We are responsible for strategic planning, growth, economic development, highways, sustainable transport, active travel – all essential elements to get right if the clean growth agenda is to be successful.

Not only do we have an overarching perspective, but we also have access to a number of strategic levers at our disposal. We have immense buying power and can effect change in the type of products and technologies we use. We can define how services are delivered by introducing digital technology and AI, and push efficiency improvements in the supply chain through our commissioning and choosing to rent or lease products rather than buy.

As businesses, local authorities are a huge operation. For example, at Kent County Council, we have an annual turnover of £2.2bn (including schools), with an annual energy bill of £29m and rising. By reducing emissions and using cleaner technology, we can have a significant positive impact and can incentivise behaviour change through how we spend, use and save energy and control business miles.

Perhaps more fundamentally, by tackling and supporting clean growth, we can generate multiple positive outcomes across many competing, but interlinked agendas such as heath, productivity and employment. We can enable residents and businesses to make changes, providing support and incentivising new behaviours using the mechanisms open to us in economic development, trading standards, public health and adult social care.

The LCRE economy is the fastest growing sector for employment and apprenticeships. If we enable a move away from car dependency, we get less congestion, better air quality, and a modal shift towards cycling and walking, with resulting improvements in our physical and mental health. Healthier employees mean better productivity for UK businesses, which would also benefit from buildings being more energy efficient.

More energy efficient homes decrease fuel poverty as we reduce our consumption. The LERC sector could offer better protection for the environment through harnessing and utilising natural capital, again benefitting our biodiversity and access to green spaces.

However, local authorities cannot succeed in isolation. Our partnerships with the private and voluntary sectors as well as other public sector organisations are critical. We need to work closely with Local Enterprise Partnerships (LEPs) to support delivery of the Clean Growth Grand Challenge within the emerging Local Industrial Strategies.

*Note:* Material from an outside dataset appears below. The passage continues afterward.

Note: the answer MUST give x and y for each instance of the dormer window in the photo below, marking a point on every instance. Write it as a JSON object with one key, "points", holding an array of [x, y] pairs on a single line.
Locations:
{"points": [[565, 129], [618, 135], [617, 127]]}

Our LEP partners need to pick up the gauntlet thrown down by Government and recognise that supporting natural capital and the environment are intrinsic to good growth.

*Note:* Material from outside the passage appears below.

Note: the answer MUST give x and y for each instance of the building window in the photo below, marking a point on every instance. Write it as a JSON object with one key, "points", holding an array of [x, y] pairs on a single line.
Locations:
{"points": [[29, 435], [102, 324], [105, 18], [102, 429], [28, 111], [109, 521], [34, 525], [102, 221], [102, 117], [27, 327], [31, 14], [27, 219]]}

As ADEPT, our relationships with private sector suppliers can encourage innovation and drive the adoption of new technologies. Our SMART Places Live Labs projects are currently examining new uses for data analytics with sensor and control technologies as well as the potential to harvest kinetic and solar energy from pavements. All these pilots have the potential to be adopted at scale and it will be fascinating to see the results after two years of development and testing.

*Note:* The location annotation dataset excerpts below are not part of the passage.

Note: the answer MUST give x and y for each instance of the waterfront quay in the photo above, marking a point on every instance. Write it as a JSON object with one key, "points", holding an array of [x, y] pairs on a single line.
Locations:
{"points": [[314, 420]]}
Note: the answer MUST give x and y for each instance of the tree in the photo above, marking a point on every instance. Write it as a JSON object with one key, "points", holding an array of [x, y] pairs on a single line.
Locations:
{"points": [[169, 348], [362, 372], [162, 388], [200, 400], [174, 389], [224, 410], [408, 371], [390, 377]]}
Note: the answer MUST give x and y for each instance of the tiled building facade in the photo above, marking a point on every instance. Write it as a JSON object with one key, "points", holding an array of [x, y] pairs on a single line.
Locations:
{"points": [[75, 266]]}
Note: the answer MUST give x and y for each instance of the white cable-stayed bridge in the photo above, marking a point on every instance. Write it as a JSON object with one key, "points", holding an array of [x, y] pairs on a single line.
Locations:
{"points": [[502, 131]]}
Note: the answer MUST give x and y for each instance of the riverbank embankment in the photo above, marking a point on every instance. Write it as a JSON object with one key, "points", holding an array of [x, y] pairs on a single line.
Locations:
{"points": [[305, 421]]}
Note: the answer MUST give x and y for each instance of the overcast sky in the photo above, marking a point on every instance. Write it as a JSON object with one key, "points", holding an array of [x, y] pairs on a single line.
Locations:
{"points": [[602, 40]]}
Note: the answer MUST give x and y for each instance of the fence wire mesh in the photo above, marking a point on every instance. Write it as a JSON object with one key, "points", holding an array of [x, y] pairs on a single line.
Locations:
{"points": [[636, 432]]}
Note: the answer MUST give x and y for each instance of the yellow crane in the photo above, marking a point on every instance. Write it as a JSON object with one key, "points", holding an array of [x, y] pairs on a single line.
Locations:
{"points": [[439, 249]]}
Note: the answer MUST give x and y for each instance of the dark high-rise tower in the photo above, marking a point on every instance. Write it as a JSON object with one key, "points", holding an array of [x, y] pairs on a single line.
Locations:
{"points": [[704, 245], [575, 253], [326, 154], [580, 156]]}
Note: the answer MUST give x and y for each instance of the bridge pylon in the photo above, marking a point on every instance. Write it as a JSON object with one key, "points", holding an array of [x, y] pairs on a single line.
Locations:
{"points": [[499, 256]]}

In Kent, we are due to publish our draft Energy and Low Emissions Strategy for consultation, which pulls together, environment, health and economy and sets out how Kent can achieve zero net carbon emissions. At the ADEPT Spring Conference this year, our President’s Awards are recognising the importance of clean growth.

With the advantages of supporting clean growth benefitting us in so many fundamental ways, it really does beg the question, ‘Why wouldn’t you?’